From the outside, the building appears like a dark, closed block. The roof curves down low on the edges. It is monolithically clad in anthracite gray basalt lava on the facades and roof surfaces. The building is clearly set apart from the adjacent level and seems to emerge from the deep.
A ten-meter-high outdoor stairway leads to the entrance level four meters above the courtyard level. Inside, a hall lit from above divides all of the levels into two differently proportioned groups of rooms. The entrance level is in the center of the building's height. Two main exhibition levels are above it and two below it. Another lower level is used for storage and utilities. On one side of access hall, five five-meter-high, pillar-free exhibition areas measuring about 700 square meters each are stacked above each other. These areas can be flexibly subdivided. On the other side, there are more intimate rooms measuring 250 square meters each. Here the ceilings are 3.50 meters high.

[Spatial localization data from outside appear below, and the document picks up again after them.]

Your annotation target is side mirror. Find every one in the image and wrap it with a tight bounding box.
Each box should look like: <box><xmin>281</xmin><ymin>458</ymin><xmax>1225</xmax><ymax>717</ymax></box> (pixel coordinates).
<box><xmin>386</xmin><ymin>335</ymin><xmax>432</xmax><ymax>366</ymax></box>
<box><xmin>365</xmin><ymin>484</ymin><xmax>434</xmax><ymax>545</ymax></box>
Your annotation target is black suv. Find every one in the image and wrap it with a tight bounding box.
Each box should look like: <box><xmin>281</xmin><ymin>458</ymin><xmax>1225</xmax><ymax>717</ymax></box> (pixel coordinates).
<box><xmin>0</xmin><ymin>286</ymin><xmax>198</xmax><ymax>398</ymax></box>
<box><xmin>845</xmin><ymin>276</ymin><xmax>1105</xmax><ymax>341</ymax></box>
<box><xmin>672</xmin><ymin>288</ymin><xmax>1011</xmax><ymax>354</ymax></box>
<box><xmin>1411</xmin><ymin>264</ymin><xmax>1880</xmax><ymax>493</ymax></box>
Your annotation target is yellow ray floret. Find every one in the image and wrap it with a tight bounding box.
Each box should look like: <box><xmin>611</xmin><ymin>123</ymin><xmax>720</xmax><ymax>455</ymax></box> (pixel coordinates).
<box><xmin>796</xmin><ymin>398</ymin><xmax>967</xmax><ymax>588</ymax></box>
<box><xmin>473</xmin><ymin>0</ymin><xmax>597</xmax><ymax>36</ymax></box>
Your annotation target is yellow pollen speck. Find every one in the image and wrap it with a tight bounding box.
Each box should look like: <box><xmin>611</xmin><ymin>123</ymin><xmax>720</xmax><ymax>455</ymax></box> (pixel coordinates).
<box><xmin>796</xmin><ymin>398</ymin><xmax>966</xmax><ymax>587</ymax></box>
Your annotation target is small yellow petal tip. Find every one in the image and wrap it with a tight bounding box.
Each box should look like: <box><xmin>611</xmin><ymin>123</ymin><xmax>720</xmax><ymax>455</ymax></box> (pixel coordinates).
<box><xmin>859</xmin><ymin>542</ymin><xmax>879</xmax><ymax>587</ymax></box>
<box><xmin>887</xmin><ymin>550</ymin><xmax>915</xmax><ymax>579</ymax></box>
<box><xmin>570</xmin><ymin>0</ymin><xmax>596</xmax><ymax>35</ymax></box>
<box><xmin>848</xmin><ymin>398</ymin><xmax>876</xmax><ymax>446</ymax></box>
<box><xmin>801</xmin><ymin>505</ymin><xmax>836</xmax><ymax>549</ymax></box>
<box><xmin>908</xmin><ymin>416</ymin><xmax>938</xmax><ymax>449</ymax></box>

In between, openly positioned in the 35-meter-high hall, are the passenger elevator bank and the freight elevator. The various levels are connected with footbridges. The first major exhibition level, the shop, and the café on the mezzanine connecting to the old building are directly adjacent to the foyer. An independently usable event area is below the outdoor stairway. The administrative offices are in the neighboring old building wing, and can be reached over the bridge.
Delivery areas and workshops are in the Oval Wing and are connected to the new building with an underground tunnel. In terms of architectural design, the museum facilities are limited to generous reduction. They are equipped with a sophisticated and flexible artificial lighting system.
The upper exhibition hall receives natural light through a large opening in the curved ceiling. The other slit-like openings and the panorama window on the uppermost floor give visitors a view to the outside and help provide a sense of purpose of orientation.
Basalt lava for the facade, roof, walls, and floors in the hall; cast iron for the footbridges, steps, and wall paneling in the access core of the hall; glass for railings and barriers; terrazzo for the floors in the exhibition halls and all other public areas.